The next afternoon, I went back to Popi’s little taverna down by the beach.  My friends were all assembled there and after a cold Mythos beer, I recounted to them what had transpired the previous evening with the “Lady of the Night”.  My friends were appalled at the audacity of the woman and concluded that she must have been a true professional and had most likely committed this act many times before.  I completely agreed with their assessment.  Then, one of my friends, smiling, said, “You know, Bobby, you probably would have come out ahead if you had just accepted her discounted offer of only 20  Euros when she re-entered your apartment that first night.”  All of my friends couldn’t help but laugh, and I couldn’t resist joining in either.  After all, 20 Euros would have been a lot less than 70 to 120 Euros!  LOL.

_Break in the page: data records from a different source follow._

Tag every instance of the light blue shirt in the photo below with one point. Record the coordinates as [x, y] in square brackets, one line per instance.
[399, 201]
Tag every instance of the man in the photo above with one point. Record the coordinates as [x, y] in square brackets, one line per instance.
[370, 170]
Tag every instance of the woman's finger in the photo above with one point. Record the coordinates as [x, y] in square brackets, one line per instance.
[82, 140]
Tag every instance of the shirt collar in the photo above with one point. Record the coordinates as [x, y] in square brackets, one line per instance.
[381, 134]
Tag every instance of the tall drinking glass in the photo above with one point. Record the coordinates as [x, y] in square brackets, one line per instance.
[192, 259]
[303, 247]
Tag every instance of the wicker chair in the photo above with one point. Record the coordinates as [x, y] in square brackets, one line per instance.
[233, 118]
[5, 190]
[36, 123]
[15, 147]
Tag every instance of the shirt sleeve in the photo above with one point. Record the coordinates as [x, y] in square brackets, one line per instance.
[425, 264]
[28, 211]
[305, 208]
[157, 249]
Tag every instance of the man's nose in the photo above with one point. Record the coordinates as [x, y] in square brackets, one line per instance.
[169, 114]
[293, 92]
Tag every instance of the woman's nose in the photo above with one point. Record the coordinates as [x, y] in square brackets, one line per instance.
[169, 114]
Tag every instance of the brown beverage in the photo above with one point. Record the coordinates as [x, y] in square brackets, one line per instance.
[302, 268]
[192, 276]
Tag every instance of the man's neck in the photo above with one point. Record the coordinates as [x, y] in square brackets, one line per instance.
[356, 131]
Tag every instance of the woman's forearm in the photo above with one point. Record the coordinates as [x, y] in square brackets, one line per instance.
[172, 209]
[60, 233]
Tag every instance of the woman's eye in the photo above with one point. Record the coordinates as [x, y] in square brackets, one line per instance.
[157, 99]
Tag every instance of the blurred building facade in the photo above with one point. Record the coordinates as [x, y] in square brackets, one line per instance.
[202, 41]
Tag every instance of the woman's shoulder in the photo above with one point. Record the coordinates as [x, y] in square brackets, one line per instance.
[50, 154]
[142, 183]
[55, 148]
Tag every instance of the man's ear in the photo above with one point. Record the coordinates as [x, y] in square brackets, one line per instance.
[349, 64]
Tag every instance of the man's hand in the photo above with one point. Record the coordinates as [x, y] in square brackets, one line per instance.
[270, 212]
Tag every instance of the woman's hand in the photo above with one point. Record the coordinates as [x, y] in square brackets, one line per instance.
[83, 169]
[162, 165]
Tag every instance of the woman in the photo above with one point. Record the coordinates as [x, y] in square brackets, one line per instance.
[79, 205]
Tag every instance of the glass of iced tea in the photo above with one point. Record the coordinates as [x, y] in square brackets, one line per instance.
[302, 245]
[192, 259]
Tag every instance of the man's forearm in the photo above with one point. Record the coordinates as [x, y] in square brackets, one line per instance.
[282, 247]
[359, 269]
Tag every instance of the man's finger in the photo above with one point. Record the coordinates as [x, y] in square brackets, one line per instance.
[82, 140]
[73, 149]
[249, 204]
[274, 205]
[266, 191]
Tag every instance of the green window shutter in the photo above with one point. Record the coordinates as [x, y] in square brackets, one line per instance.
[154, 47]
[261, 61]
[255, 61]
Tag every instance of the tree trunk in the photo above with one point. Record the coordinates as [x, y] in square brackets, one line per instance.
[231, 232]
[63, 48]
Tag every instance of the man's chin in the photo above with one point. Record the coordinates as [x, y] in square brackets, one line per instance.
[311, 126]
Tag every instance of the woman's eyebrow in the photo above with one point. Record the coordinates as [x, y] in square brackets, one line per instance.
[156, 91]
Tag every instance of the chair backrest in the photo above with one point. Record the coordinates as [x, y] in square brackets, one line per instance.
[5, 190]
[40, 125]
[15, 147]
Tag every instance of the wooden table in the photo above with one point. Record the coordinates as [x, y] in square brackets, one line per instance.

Your Friend and Fellow “Silent Warrior”,

Bobby (Bob) Armistead

Friday, July 5, 2013


Dear Friends,

I think there comes a time in every man’s (or woman’s) life when he comes to the realization that an apology of the most profound nature and of the most sincere proportions are in order.  After careful self-analysis I have now come to that same conclusion.

If you examine my little site here, you will notice that my last entry was dated and posted on May 25, 2012.  That means that it has been almost one year and two months since I have placed my fingers on my laptop keyboard to post an article, story, observation or a comment here.  Even though I have been woefully derelict in my obligations to those who read and follow my blog, many of you have continued to visit this site and to read or re-read many of the entries and stories posted here.  To those of you who have not given up in despair, I must commend you.  And, to those who have not been critical of my negligence, I must thank you.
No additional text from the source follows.